In the routes.rb file, we want to make URL like: /posts/:post_id/comments/:id. We can do that by setting the routes to the following:

resources :posts do
  resources :comments, except: [:new]
end

The resources means we want a Restful CRUD route on the given resource. resources :posts essentially means defining the following 7 routes.

get 'posts' => 'posts#index'
get 'posts/new' => 'posts#new', as: 'new_post'
get 'posts/:id' => 'posts#show', as: 'post'
get 'posts/:id/edit' => 'posts#edit', as: 'edit_post'
post 'posts' => 'post#create'
patch 'posts/:id' => 'posts#update'
put 'posts/:id' => 'posts#update'
delete 'posts/:id' => 'posts#destroy'

You can see 8 lines here, which the put and patch is the same thing with an HTTP verb alias.

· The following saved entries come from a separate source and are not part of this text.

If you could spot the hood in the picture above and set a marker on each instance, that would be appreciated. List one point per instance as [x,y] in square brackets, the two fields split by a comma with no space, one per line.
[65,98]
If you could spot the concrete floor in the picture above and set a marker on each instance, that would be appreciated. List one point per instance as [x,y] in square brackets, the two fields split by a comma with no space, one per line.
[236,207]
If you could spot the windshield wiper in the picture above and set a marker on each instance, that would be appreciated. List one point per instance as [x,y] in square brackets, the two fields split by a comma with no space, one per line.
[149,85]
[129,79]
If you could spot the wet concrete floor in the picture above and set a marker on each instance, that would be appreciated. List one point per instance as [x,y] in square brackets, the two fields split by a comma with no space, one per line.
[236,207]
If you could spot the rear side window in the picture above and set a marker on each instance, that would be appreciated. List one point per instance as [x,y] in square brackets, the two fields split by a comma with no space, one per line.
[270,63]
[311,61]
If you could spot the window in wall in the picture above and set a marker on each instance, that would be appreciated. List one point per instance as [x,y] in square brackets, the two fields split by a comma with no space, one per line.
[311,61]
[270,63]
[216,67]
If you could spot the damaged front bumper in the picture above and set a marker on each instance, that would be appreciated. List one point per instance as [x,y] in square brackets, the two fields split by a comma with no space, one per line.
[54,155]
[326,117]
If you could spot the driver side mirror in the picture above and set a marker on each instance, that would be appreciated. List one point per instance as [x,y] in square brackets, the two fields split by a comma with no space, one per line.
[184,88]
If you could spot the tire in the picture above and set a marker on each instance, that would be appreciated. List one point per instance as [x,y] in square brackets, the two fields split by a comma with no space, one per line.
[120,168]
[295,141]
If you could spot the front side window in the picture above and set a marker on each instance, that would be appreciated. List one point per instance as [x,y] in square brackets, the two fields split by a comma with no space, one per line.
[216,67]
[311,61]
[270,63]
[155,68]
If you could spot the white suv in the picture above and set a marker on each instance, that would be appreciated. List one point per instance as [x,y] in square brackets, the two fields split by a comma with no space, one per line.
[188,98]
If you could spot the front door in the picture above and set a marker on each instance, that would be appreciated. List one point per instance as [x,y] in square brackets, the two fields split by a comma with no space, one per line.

We need to describe the relationship in model. In the app/models/comment.rb file, we define a belongs_to:

class Comment < ActiveRecord::Base
  belongs_to :post
end

In the app/models/post.rb file, we define a has_many:

class Post < ActiveRecord::Base
  has_many :comments
end

We can test the model association in rails console:

$ rails console
> c = Comment.new
> c.author = 'Sam’
> c.content = 'Hi there' 
> c.post = Post.first    # assign the post to the first post.
> c.save                 # it won’t commit to the database until we call save.
> 
> # a better approach:
> p = Post.first
> p.comments.count       # result: 1
> c = p.comments.new     # post_id of comment is auto assigned.
> c.author = 'Sam'
> c.content = 'Hi there’
> c.save

We want to display the comments when show a post. The posts#show is in charged to show a single post. In the app/views/posts/show.html.erb file, we append the following to the end of the HTML code.

<h2>Comments</h2>

<table>
  <thead>
    <tr>
      <th>Author</th>
      <th>Content</th>
      <th colspan="3"></th>
    </tr>
  </thead>

  <tbody>
    <% @post.comments.each do |comment| %>
      <tr>
        <td><%= comment.author %></td>
        <td><%= comment.content %></td>
      </tr>
    <% end %>
  </tbody>
</table>

Further improvement

p.s. Next improvement suggestions:

  1. Display post title in posts/edit view. e.g.

    Editing {post title here}

  2. Link the post title back to the post.
  3. Delete un-used views in comments folder.
  4. Improve the HTML code in view, and CSS files is assets folder, to create your personal blog style.